Relayer Performance Metrics Collection

Business Case

Overview

In an effort to enhance Paloma’s Quality of Service (QoS) and dynamic routing feature, “Pigeon Feed”, there is a need to collect performance metrics of the network of relayer pigeons.

Rationale

The performance metrics of network relayers will provide valuable information that can be used to optimize the efficiency of the Paloma messaging service. These metrics will help us understand the performance and reliability of each relayer in the network, which in turn will enable us to make informed decisions about cross-chain message routing and cross-chain gas demand.

Impact

By integrating these metrics into the Paloma protocol’s “Pigeon Feed” feature, we can dynamically adjust Paloma’s message routing strategies based on real-time performance data of the Paloma validator flock. This will ensure that Paloma’s message relay service always offers the best possible performance and reliability to the users of the protocol. Increased reliability of Paloma’s message routing and reward system will encourage more quality validators to enter the flock and lower the cost of message relaying for users in a dynamic manner, without the need for ongoing governance changes for per chain fees and per chain gas minimums.

Specification

Requirements as per specification

There are currently 5 different metrics defined on [PF 01] Track metrics · Issue #421 · VolumeFi/paloma · GitHub

  • The pigeon’s message uptake rate
  • The pigeon’s message delivery success rate
  • The pigeon’s message delivery speed
  • Active MEV Endpoint * (Mev endpoint setting)

These metrics are chain specific, meaning Paloma will need to collect each of those metrics on a per target chain basis.

Current state

Additionally, there are currently 5 different relay weights defined that governance can assign:

  • Fee: This weight represents how important pigeon fee price should be during validator selection
  • Uptime: This weight represents how important pigeon uptime (time out of jail) should be during validator selection
  • SuccessRate: This weight represents how important pigeon relaying success rate should be during validator selection
  • ExecutionTime: I have no idea what this one was intended to represent. My guess is pigeon relaying time (i.e. faster → better)
  • FeatureSet: This weight represents how important pigeon feature sets (MEV, TXtype,etc…) should be during validator selection

This weights are currently not in use during relayer selection, but they are an active part of Paloma’s mainnet governance.

Message uptake rate

:question:This one is hard to define. At the moment, there is no easy way of saying “Pigeon A asked for messages”. Pigeons themselves will call in at different intervals and inform Paloma about which messages they queued for, but this is only useful in case Paloma actually has messages assigned for this pigeon.

Suggested implementation

Preconditions & assumptions

The current module structure in Paloma is a bit all over the place:

  • The EVM module is responsible for picking a relayer during message sending
  • The paloma module is only responsible for validator status (jailing validators with missing chain infos.
  • The treasury module is responsible for governing community and relayer fees.
  • The consensus module is responsible for the internal messaging queue, in which all EVM module messages are present as well.
  • The scheduler module is responsible for storing jobs (in a KV store) and executing those jobs (putting a new message on the consensus queue).
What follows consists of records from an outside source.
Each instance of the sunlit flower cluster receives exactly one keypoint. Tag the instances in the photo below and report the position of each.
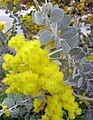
(2, 26)
(31, 71)
(90, 57)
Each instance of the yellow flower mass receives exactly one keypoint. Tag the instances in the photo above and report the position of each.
(2, 26)
(31, 71)
(90, 57)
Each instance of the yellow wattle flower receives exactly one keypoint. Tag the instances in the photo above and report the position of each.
(38, 75)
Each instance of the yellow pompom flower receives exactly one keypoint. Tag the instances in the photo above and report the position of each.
(2, 26)
(6, 111)
(32, 72)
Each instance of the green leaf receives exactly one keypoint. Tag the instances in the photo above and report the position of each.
(56, 15)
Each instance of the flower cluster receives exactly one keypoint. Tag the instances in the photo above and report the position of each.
(2, 26)
(90, 57)
(31, 71)
(28, 25)
(6, 110)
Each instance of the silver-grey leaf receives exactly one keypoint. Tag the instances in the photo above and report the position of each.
(45, 36)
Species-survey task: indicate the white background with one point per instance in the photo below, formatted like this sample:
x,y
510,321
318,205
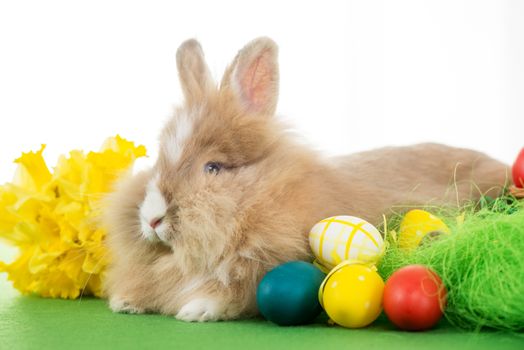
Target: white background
x,y
354,74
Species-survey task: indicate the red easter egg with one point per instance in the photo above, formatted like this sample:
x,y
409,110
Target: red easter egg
x,y
414,298
518,170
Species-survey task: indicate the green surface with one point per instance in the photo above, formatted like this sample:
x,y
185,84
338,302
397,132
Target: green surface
x,y
36,323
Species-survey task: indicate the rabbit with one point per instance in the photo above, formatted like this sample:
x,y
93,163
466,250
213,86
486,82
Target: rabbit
x,y
233,193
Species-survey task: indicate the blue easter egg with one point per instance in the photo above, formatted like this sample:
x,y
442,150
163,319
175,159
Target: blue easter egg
x,y
288,294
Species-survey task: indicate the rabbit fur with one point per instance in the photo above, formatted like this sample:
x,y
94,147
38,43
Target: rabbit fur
x,y
233,194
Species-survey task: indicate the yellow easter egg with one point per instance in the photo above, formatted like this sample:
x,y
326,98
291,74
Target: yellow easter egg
x,y
341,238
352,295
416,225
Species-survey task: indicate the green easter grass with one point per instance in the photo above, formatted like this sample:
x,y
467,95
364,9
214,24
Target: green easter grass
x,y
28,322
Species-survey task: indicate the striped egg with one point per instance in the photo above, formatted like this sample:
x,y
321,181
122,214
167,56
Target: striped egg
x,y
342,238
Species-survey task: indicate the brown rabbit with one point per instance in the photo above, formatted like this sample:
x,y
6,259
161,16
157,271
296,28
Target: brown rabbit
x,y
232,194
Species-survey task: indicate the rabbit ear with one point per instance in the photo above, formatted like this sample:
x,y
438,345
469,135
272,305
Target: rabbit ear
x,y
253,76
195,78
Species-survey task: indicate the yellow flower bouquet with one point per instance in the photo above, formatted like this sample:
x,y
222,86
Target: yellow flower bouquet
x,y
52,218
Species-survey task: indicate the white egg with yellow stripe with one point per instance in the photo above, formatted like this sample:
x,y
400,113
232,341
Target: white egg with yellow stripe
x,y
342,238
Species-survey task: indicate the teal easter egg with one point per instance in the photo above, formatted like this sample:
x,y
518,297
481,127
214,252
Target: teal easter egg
x,y
288,294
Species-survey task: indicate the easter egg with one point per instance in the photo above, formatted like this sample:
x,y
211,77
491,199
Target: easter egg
x,y
352,295
288,294
518,170
414,298
341,238
418,225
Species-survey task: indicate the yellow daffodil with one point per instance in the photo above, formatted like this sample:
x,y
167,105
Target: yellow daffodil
x,y
51,217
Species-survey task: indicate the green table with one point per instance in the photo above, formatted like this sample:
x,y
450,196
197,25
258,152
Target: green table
x,y
36,323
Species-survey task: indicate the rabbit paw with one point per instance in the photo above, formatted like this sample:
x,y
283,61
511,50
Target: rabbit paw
x,y
121,305
200,310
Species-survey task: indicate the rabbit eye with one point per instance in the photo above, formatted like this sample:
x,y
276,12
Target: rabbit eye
x,y
213,168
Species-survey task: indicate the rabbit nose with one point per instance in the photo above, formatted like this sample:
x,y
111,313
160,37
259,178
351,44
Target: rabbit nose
x,y
155,222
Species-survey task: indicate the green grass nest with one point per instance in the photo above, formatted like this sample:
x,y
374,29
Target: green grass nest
x,y
481,262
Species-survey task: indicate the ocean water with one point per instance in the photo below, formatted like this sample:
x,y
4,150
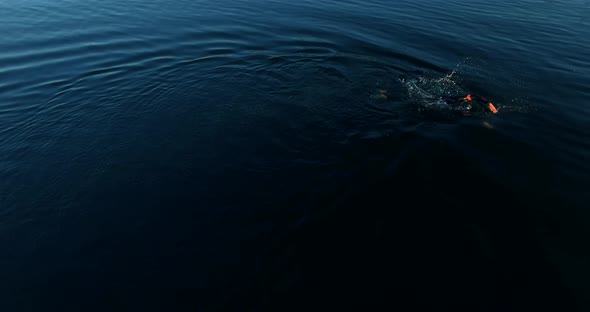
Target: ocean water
x,y
272,155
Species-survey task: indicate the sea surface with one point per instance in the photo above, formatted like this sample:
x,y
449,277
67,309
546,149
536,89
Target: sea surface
x,y
274,155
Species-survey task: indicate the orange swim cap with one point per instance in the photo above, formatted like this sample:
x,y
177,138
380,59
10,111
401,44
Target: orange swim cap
x,y
492,108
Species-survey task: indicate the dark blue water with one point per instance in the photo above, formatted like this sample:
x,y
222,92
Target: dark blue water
x,y
273,155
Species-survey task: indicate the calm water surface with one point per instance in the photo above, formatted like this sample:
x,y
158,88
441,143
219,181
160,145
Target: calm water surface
x,y
272,155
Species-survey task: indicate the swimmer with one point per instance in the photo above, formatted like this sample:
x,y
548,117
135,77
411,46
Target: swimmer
x,y
464,104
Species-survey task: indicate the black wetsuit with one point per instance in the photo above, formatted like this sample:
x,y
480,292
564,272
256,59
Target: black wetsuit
x,y
467,104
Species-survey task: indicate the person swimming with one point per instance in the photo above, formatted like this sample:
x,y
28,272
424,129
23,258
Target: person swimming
x,y
463,104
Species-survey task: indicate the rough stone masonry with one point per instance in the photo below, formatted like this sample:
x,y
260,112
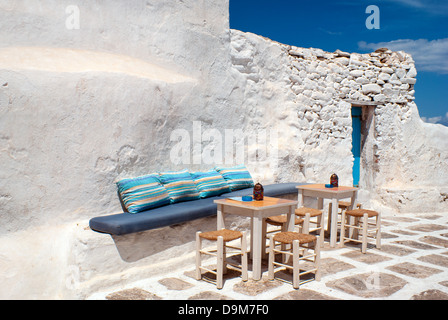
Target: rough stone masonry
x,y
82,107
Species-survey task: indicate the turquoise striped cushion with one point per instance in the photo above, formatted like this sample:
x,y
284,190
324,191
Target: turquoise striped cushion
x,y
142,193
180,185
210,183
237,177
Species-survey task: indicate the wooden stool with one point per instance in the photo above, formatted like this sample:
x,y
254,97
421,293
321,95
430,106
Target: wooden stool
x,y
280,221
342,206
307,214
302,244
221,237
361,222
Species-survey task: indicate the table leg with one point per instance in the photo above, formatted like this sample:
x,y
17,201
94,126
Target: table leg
x,y
220,217
256,235
334,222
300,199
353,232
291,218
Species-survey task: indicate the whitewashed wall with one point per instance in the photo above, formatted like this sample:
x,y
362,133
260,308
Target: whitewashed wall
x,y
80,108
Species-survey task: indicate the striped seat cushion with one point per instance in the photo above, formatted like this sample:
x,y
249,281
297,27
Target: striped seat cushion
x,y
237,177
180,185
210,183
142,193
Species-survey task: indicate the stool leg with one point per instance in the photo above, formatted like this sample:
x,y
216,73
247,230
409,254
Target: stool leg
x,y
264,228
317,259
365,221
198,255
306,224
244,256
378,231
342,237
271,258
320,221
295,264
220,263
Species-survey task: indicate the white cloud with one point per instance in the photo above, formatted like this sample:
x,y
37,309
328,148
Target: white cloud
x,y
428,55
440,119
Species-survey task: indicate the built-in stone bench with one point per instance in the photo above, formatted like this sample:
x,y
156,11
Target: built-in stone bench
x,y
126,223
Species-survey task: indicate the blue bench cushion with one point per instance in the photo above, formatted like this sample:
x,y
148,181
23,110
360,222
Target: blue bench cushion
x,y
125,223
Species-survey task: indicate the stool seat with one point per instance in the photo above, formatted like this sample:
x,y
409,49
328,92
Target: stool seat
x,y
304,210
227,235
281,220
288,237
361,212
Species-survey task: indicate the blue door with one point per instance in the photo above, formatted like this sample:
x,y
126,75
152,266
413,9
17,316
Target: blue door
x,y
356,143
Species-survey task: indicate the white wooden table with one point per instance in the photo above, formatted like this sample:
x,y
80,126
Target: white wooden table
x,y
334,194
258,211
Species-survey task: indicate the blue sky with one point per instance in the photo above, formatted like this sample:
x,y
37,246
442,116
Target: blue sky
x,y
419,27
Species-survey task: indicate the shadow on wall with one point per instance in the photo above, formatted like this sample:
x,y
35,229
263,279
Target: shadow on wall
x,y
173,241
168,242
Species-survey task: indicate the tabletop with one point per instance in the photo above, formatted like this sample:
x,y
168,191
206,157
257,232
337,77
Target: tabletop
x,y
266,203
321,187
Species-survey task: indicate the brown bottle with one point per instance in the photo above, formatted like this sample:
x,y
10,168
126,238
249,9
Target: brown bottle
x,y
258,192
334,180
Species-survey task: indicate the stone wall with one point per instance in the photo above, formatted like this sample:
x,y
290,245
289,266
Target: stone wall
x,y
402,161
81,108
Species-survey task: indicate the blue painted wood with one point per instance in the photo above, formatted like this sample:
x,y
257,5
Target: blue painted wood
x,y
356,143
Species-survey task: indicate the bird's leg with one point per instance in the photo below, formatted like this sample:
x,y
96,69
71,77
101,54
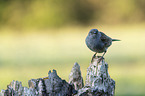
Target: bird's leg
x,y
93,57
101,57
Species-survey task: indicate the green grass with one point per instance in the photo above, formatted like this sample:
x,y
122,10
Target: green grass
x,y
24,56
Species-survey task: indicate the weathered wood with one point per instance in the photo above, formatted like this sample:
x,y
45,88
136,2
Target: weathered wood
x,y
98,83
52,85
75,77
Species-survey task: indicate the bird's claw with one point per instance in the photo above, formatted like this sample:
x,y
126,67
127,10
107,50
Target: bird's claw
x,y
100,59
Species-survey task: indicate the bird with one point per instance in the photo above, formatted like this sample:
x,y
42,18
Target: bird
x,y
98,42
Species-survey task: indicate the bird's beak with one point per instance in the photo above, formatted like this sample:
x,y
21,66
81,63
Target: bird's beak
x,y
116,40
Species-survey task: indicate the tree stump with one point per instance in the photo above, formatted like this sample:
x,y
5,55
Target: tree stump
x,y
98,83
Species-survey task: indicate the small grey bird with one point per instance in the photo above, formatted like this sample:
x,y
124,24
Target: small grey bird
x,y
98,42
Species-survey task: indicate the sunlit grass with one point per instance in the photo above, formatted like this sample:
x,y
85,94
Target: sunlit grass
x,y
24,56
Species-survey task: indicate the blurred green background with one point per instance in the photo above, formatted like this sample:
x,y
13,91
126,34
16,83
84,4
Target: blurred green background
x,y
38,36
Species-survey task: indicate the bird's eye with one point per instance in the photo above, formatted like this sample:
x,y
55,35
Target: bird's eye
x,y
95,32
103,39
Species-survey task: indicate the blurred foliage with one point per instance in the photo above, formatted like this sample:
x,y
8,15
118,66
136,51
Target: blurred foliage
x,y
32,53
21,14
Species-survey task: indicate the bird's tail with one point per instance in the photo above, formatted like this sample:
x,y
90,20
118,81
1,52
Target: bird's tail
x,y
116,40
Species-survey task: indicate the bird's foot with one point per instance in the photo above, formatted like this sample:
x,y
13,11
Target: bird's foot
x,y
93,57
101,58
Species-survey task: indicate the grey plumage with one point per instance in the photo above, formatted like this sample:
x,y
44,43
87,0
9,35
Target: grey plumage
x,y
98,42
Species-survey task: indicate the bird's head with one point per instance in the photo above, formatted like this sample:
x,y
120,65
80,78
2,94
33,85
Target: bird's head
x,y
93,31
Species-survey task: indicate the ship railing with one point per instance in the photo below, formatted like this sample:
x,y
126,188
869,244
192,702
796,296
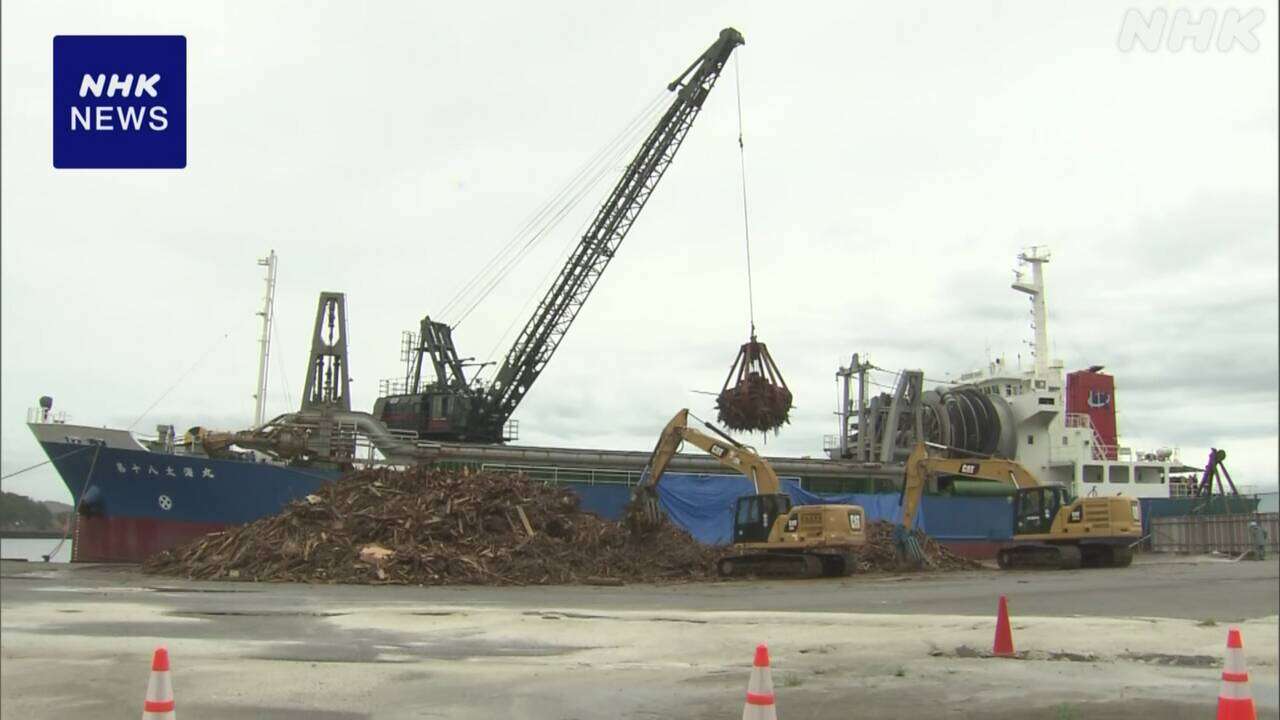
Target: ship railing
x,y
556,474
37,417
392,386
1101,451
Some of this could probably be either cleaned up and consolidated, or restructured into more meaningful but smaller units.

Suggested approach

The Paloma protocol team believes we want to create a new module, metrics, which does nothing but collect performance metrics.

Each module may emit (fire & forget) and event when something happened (message delivered successfully, validator changed feature set, etc…).

It’s the job of the metrics module to consume said messages and arrange them in a meaningful way on a per-target-chain basis. Using a cachekv.Store , we can ensure that query times remain viable.

Shifting data window

The Paloma network will need to flush out older performance metrics ever so often in order to not clog the system and allow the system to relax the performers rated at both ends of the spectrum back towards the center, in order to:

  • Incentivise top performers to keep up the good work
  • Give low rated performers a chance to rise back to the top more quickly if they fulfil the performance requirements that will reward them GRAINS for successful relay activity

We can keep the metrics of the last 24 hours, or the last n blocks or so. But both approaches have a problem: Sometimes the relayer network is very active, and some times it’s very dormant.

So, for a more evenly distributed window, I suggest we correlate each metric with a message ID. That way, we can keep the metrics for the last n messages, no matter when they were sent and at what speed.

Applying the weights

The EVM module simply gets the metrics keeper injected and should be able to query performance metrics per validator during relayer selection. Since the data is simply in memory, queries should be fast enough. We can also batch calls.

System design


( source )

Questions / Open items

  • The only requirement that won’t really fit the current weight setup is message uptake rate. Should we just scrap this metric for now, given that it’s not that straight forward to collect and not that meaningful when counter balanced with delivery speed and success rate?
  • We might not need to capture relayer fees, as they’re fairly static and SHOULD be okay to be queried at relayer selection time as needed.
  • TODO: Enforce correct TX type per chain ID, as we’re looking to make this a fixed setting as opposed to configurable.